Rahul: I think it was clear to us that no single institution would likely be able to deliver against the ambitions of the project when we developed the request for proposals. The three institutions that came together to win this grant each brought unique perspectives and experience. I had not worked with R4D in the past, although Ellen has, and I have been impressed with the way they think about data visualization tools and scorecards. JHSPH has very rigorous methodological and research strengths.  IFRPI has on the ground presence and strong links with policy makers and researchers. In India they are working closely with the newly formed National Nutrition Mission, the POSHAN Abhiyaaan. We are already seeing how the different organizations offer a new perspective to our work and how they can provide expert advice as well as play a coordinating function.


Rebecca: It’s been really wonderful. With IIP, we have been able to pull in faculty with deep experience with MNCH&N coverage measurement. IFPRI has very rich country experience applying metrics for evaluation. R4D is helping our more technical institutions to rethink how we are interfacing with policy makers and new audiences. They bring a new perspective and set of skills including communications expertise that has worked really well. There is a close partnership with the foundation team. It has been a fruitful and enjoyable collaboration with some early outputs that none of our individual institutions would have been able to deliver on our own.

© 2015 PMA2020/Shani Turke, Courtesy of Photoshare


Q: What are the main priorities right now for DataDENT?

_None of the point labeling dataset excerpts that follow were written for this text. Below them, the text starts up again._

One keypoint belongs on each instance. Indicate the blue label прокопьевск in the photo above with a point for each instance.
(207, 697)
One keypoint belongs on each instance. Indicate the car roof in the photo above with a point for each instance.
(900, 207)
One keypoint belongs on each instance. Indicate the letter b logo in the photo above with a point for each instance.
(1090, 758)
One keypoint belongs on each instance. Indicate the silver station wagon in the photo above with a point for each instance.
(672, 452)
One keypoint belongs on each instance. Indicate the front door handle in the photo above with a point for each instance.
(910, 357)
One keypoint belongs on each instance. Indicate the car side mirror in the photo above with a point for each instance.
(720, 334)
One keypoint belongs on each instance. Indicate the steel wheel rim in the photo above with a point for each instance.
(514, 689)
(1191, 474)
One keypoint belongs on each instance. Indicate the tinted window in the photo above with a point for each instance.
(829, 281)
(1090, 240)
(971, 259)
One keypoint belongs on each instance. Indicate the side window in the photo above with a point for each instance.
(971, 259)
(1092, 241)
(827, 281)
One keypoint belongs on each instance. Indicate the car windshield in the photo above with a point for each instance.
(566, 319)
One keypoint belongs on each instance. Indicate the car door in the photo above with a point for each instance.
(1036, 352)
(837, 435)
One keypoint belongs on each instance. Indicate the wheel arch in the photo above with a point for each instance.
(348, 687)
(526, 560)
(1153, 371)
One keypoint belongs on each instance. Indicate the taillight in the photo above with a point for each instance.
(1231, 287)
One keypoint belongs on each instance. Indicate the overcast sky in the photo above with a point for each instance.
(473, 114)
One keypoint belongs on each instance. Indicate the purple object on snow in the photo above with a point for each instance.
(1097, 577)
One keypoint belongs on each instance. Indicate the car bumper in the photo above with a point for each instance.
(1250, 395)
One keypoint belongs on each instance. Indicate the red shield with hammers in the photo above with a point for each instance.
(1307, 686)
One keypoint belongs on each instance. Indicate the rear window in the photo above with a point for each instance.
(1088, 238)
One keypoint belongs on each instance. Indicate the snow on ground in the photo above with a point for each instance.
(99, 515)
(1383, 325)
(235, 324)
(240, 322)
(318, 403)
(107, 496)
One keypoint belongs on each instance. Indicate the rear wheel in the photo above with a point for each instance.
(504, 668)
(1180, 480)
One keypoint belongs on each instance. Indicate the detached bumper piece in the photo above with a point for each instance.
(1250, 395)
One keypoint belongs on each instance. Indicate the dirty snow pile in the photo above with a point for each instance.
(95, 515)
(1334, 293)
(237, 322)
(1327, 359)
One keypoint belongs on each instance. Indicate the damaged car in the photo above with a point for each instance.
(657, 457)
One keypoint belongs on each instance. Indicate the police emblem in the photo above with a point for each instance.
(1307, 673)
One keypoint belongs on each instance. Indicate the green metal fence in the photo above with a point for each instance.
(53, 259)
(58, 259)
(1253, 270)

Rebecca: DataDENT is a technically-rooted advocacy project that is working at a couple different levels to strengthen nutrition data systems. One level is by filling data gaps. Advocacy is all about striking while the iron is hot and responding where there is an opportune moment. One of these moments is the upcoming process to revise the Demographic Health Survey (DHS) Core Questionnaire which is used in many countries as the major data source. We decided to make one of our first priorities to help inform the nutrition community’s input to the DHS revision by pulling together knowledge and best practices in household and facility coverage measurement. We conducted an online survey of more than 230 nutrition data stakeholders to get a sense of the data demand and organized a 2-day consultation with technical experts, country and survey program representatives as well as development partners to review questionnaires. Another arena is the R4D-led work about data visualization tools. There has been a proliferation of these tools at global and country level, but we want to be able to have a clear reason why to invest in building more. So far R4D has looked across a set of global data visualization tools to identify whether there was a clear theory of change behind them and how they are being received by users. They will continue this work in a couple of our DataDENT countries and produce some recommendations for the broader nutrition community.


Q: What is your vision for DataDENT?


Rahul: DataDENT can play a role in strengthening the data system for nutrition through better coordination. Ultimately, we want to ensure the improved availability, quality and use of nutrition data for decision-making.


Ellen: In all the work that we do, it’s not really data for data sake but data for better policies, programs and outcomes. We see DataDENT helping the nutrition community keep focused on data alignment and results.


Rebecca: We have a wide mandate, but we want to take the lead from the nutrition community and in particular countries about where to focus. We do not want to start from zero. Rather we are walking into real situations, trying to identify some gaps and produce things that are responsive to the realities on the ground.